In spite of its use as a hallucinogenic-type “club” drug, ketamine belongs to the Schedule III class of controlled substances. Ketamine has a range of medical uses within human and veterinary medicine, which accounts for its Schedule III classification.
From a literal standpoint, the question “what is ketamine made of” is pretty straightforward. In actuality, “what is ketamine made of” has more to do with its intended purpose and the dosage amount used.
Ketamine’s chemical make-up allows for varied effects in terms of its interactions with the brain and body at different dosage levels. So, the answer to “what is ketamine made of” lies more so in its effects than its ingredients.
First synthesized in 1962, ketamine hydrochloride was developed as an alternative to PCP’s use as an anesthetic. As a non-barbiturate-type liquid substance, what is ketamine made of can best be described by its chemical designation, dl 2-(0-chlorophenyl)-2-(methylamino) cyclohexanone hydrochloride. In actuality, the formula for synthesizing ketamine entails a series of intricate steps that only the manufacturers of the drug can carry out.
According to the U. S. National Library of Medicine, ketamine hydrochloride has a slightly acidic pH ranging anywhere from 3.5 to 5.5. Solutions used for injection purposes may contain 10, 50 or 100 milligrams of ketamine base per one liter of sodium chloride solution. In effect, the answer to “what is ketamine made of” is ketamine combined with a salt-based solution that allows for easy absorption by the body’s cells.
Ketamine, also known as Special K, has fast-acting effects, as an anesthetic and as a recreational drug. What is ketamine made of in terms of effect? Unlike other anesthetic drugs that block pain signals from reaching the brain, ketamine essentially “disconnects” the brain from the body’s sensations. The drug’s hallucinogenic effects stem from the expanded awareness that results when the brain no longer has to process incoming information from the body.

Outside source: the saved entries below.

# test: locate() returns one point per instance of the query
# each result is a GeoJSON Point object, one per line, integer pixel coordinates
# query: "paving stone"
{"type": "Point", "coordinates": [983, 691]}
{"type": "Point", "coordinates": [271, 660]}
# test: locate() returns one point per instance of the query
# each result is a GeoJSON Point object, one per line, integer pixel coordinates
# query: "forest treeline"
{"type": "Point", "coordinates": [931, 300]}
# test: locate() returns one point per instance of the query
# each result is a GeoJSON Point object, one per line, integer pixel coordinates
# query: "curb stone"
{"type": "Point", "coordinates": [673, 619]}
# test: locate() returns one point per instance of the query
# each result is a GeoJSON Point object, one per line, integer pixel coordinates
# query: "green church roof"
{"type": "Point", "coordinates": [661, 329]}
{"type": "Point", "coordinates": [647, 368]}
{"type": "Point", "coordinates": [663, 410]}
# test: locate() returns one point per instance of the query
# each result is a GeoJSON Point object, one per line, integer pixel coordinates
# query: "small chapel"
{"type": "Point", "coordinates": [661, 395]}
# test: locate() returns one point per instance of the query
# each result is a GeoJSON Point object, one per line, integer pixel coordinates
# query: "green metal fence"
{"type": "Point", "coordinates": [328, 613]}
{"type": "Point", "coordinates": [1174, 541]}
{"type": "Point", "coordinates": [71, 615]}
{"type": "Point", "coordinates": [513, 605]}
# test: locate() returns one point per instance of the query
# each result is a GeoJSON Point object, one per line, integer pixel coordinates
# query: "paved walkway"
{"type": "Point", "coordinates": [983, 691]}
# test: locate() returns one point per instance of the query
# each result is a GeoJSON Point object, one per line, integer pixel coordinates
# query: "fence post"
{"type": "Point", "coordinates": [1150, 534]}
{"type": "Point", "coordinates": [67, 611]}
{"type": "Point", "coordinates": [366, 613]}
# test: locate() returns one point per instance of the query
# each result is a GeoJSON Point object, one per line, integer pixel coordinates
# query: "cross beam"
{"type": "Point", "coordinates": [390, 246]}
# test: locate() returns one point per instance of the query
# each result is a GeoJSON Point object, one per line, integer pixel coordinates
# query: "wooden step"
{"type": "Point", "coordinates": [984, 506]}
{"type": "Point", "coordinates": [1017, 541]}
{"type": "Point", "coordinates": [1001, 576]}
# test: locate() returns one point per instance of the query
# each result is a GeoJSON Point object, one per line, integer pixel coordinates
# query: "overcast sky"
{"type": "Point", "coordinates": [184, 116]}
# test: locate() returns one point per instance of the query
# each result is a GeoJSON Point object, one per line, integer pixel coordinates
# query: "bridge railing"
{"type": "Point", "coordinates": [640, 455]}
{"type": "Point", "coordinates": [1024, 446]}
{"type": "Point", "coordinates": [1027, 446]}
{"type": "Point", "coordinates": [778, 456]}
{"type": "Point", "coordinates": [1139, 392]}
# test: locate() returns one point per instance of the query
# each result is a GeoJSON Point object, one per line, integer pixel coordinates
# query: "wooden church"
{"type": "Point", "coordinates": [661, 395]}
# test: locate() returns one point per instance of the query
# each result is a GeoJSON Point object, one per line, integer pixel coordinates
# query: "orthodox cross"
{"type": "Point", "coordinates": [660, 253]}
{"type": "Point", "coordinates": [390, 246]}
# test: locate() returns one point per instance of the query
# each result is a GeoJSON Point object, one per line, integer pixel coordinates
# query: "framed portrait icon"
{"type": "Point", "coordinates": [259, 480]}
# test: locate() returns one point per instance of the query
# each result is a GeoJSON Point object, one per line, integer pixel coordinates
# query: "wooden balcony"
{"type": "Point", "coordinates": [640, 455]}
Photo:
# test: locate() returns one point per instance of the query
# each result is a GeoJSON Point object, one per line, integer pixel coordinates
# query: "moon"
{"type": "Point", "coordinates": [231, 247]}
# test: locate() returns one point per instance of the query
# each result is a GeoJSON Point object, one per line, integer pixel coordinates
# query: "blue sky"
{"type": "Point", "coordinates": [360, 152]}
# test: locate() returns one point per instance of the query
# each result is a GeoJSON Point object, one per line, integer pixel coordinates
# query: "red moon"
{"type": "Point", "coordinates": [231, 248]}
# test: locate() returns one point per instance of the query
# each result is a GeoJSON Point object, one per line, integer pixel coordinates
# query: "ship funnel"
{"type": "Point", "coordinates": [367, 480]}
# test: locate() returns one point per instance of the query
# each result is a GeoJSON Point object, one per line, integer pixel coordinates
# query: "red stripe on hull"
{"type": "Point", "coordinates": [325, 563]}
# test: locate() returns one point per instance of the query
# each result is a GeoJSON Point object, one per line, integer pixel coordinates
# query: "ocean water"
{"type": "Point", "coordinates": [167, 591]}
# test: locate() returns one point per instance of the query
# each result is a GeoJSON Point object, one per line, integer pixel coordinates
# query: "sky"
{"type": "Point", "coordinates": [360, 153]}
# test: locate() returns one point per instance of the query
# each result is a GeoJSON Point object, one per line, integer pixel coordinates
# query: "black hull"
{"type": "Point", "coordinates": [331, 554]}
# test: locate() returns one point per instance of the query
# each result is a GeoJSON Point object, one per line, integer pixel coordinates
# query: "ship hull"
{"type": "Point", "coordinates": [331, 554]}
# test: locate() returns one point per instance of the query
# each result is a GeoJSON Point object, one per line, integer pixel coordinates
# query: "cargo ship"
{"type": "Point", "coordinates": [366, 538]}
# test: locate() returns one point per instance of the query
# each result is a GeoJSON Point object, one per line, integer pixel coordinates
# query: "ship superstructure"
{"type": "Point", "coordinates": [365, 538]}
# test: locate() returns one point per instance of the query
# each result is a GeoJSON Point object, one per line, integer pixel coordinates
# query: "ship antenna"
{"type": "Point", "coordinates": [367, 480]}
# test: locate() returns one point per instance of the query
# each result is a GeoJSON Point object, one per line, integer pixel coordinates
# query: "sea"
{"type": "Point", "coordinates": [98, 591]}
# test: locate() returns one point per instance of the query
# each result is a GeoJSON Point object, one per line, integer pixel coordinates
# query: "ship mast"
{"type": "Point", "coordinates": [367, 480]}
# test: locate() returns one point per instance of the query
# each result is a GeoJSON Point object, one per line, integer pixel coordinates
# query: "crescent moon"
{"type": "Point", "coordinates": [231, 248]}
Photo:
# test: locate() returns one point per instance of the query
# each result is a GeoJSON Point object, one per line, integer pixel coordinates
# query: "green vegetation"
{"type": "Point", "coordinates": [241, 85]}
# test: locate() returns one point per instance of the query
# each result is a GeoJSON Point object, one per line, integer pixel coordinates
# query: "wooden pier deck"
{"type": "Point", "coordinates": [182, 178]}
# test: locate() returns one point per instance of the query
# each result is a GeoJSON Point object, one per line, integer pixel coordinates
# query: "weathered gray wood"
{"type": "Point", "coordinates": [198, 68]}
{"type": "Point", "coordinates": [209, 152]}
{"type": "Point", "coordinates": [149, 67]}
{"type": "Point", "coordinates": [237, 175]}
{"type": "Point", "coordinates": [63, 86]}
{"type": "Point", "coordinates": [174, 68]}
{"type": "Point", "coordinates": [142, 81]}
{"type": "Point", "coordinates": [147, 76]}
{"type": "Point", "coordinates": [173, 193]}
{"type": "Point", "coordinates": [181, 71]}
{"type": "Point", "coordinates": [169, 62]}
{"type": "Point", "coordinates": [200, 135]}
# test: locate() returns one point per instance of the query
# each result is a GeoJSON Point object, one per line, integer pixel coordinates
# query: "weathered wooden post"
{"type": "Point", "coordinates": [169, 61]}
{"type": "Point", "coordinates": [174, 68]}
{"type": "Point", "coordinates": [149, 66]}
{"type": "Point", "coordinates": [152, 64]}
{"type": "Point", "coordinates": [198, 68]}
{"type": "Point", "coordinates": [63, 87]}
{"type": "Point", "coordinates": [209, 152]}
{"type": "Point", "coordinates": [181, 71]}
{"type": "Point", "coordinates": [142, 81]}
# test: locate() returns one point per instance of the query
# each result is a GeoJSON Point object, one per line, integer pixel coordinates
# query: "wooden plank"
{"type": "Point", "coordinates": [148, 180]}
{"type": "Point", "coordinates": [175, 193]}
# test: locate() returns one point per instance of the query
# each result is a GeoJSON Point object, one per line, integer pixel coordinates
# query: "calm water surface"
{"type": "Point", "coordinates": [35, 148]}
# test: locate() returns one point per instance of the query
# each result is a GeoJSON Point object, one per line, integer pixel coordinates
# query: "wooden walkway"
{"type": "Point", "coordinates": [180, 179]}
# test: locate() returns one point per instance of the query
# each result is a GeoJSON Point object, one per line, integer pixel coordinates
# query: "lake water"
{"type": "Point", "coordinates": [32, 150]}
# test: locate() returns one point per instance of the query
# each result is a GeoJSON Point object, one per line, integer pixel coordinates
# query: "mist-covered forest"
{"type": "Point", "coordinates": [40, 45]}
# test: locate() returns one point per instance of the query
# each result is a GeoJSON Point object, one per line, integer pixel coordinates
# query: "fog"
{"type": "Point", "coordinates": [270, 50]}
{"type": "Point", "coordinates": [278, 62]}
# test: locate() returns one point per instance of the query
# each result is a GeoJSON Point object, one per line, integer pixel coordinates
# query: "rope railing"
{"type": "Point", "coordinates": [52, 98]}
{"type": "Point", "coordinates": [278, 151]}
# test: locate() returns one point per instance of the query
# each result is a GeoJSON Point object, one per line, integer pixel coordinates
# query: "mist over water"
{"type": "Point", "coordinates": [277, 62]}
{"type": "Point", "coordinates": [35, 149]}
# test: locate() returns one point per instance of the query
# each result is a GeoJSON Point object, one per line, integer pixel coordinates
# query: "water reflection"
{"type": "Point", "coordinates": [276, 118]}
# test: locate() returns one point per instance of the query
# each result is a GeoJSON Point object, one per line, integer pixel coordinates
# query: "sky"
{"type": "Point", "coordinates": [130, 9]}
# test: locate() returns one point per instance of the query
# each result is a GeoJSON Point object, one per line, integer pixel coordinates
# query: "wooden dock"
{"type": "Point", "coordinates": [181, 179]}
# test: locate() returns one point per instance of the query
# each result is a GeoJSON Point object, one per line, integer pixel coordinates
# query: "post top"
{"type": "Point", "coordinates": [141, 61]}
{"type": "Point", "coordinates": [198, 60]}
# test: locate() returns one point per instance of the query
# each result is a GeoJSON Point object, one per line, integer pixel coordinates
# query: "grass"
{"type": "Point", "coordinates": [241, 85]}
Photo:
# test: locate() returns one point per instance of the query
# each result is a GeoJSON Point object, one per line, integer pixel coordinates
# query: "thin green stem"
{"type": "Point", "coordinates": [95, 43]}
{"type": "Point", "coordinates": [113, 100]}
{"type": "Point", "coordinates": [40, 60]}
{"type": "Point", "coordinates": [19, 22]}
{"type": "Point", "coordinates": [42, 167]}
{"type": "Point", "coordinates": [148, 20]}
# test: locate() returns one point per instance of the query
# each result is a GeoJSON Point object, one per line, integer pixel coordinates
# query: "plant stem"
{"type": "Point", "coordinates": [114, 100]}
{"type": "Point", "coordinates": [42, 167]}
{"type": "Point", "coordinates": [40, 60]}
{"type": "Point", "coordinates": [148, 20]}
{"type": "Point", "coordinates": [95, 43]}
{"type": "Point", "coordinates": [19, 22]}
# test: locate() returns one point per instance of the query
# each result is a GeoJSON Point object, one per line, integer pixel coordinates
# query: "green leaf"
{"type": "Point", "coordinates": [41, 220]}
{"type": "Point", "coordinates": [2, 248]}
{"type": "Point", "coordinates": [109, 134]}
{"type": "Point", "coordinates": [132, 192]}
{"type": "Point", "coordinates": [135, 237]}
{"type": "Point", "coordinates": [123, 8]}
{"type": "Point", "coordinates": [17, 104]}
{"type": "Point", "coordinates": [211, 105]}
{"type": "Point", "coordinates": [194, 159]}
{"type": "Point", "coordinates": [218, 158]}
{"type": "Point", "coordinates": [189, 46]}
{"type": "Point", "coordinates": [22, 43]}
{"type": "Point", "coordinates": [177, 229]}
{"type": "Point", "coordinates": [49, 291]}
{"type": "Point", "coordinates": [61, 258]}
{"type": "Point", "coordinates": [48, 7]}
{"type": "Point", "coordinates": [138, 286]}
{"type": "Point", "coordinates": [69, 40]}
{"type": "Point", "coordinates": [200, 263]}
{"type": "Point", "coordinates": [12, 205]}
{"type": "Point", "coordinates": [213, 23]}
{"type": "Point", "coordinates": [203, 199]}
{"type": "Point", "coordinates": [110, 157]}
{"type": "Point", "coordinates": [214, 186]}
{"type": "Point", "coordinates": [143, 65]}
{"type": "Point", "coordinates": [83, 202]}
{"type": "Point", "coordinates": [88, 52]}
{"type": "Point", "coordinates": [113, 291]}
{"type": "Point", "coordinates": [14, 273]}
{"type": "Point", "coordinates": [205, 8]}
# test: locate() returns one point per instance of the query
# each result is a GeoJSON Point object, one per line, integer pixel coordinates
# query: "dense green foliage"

According to the Encyclopedia Britannica, ketamine produces three main effects:
- Pain relief
These effects can vary depending on what is ketamine made of as far as dosage amounts go.
While ketamine’s primary use acts as a tranquilizer for veterinary purposes, this drug can also be use for diagnostic and surgical procedures in humans, according to the National Highway for Traffic Safety Administration. Common uses for ketamine include:
- General, short-acting anesthetic for children
- Short-acting anesthetic for elderly patients
- For induction purposes prior to surgery
For the most part, what is ketamine made of in terms of dosage amount determines its use as a medical treatment.
As a recreational drug, ketamine belongs to the psychedelic class of hallucinogens. Ketamine can be injected in solution form as well as “cooked” down to a powder and snorted. It also comes in pill form.
Ketamine’s easy absorption into the brain produces varying effects according to dosage amount:
- Small doses along the lines of 30 to 50 milligrams of powder brings on a dream-like state
- Large doses of 100 to 250 milligrams (powder) produces a full dissociative effect, also known as the “K-hole” effect
Ultimately, this drug’s ability to produce different effects at varying dosages speaks to what ketamine is made of as far as its versatility goes.